To rectify that shameful failing, I bring you this [hat tip Ed Driscoll via Instapundit]:
Jell-O might be the glistening dish of picnics and potlucks, but for Allie Rowbottom—a descendant of the Jell-O fortune—it’s both a burden and an abyss. In Jell-O Girls, she weaves together her family history and the story of the classic American dessert to produce a book that alternately surprises and mesmerizes. Despite its title, this isn’t a bland tale that goes down easy; Jell-O Girls is dark and astringent, a cutting rebuke to its delicate, candy-colored namesake.
I feel the need to interrupt and say that the title “Jell-O Girls” doesn’t sound like “a bland tale that goes down easy” to me. It sounds like porn.
But it’s not:
Rowbottom’s great-great-great-uncle purchased the Jell-O business in 1899 for $450. He sold it 26 years later for $67 million, plenty of money to fund several generations of heirs.
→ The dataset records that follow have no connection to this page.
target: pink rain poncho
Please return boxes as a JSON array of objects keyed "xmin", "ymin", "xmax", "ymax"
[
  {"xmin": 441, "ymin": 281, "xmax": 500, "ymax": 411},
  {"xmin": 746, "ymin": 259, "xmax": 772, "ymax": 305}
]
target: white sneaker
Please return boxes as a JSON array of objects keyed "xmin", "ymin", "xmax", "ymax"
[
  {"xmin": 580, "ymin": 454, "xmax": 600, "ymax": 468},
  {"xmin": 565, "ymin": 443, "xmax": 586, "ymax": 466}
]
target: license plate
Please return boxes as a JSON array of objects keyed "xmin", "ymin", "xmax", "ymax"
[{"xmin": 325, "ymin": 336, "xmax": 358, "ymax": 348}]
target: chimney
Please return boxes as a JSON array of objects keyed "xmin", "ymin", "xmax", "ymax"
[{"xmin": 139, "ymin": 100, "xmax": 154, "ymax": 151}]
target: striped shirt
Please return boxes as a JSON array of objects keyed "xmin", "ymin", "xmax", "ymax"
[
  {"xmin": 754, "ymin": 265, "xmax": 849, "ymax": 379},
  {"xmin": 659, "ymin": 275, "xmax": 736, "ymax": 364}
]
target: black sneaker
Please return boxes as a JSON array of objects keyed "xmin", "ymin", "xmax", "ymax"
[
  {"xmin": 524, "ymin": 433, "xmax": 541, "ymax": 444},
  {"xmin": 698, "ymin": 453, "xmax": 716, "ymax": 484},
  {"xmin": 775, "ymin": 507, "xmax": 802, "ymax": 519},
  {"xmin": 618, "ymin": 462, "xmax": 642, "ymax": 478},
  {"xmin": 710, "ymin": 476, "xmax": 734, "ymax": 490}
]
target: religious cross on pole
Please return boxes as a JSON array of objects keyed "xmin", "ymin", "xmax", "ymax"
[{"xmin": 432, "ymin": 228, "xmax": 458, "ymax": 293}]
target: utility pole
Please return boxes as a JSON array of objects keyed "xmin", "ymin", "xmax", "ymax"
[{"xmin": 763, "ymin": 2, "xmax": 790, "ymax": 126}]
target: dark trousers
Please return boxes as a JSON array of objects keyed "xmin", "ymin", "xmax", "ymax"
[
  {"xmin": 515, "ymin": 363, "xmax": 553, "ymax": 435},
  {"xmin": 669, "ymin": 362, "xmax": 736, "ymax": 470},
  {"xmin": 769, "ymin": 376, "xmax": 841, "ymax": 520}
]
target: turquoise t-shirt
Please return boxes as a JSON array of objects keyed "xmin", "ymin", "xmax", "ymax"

Jell-O Girls could have easily devoted itself to the tragic fates of those heirs, or what the family called “the Jell-O curse.”
“The Jell-O curse.” Now it sounds like a Nancy Drew mystery.
Jell-O, meanwhile, gets the full semiotics treatment, as Rowbottom shows how it went from a modern, scientific foodstuff to a relic of soul-killing suburbia. As sharp as her insights often are, this is a book in which Everything Signifies. Even a digression about the catacombs in an Italian monastery includes some Jell-O symbolism. You occasionally want to tell Rowbottom to ease up: Sometimes a Jell-O mold is just a Jell-O mold.
“Soul-killing surburbia”? Maybe the reviewer should ease up, as well.
Here’s the book, which I have to say I probably won’t be reading.
And here are some jello molds that aren’t “just jello molds.”
By the way, “Jell-O” is the brand name, and “jello” is the generic.
[NOTE: This post was originally on my older blog and had comments, but unfortunately the comments didn’t transfer over here.]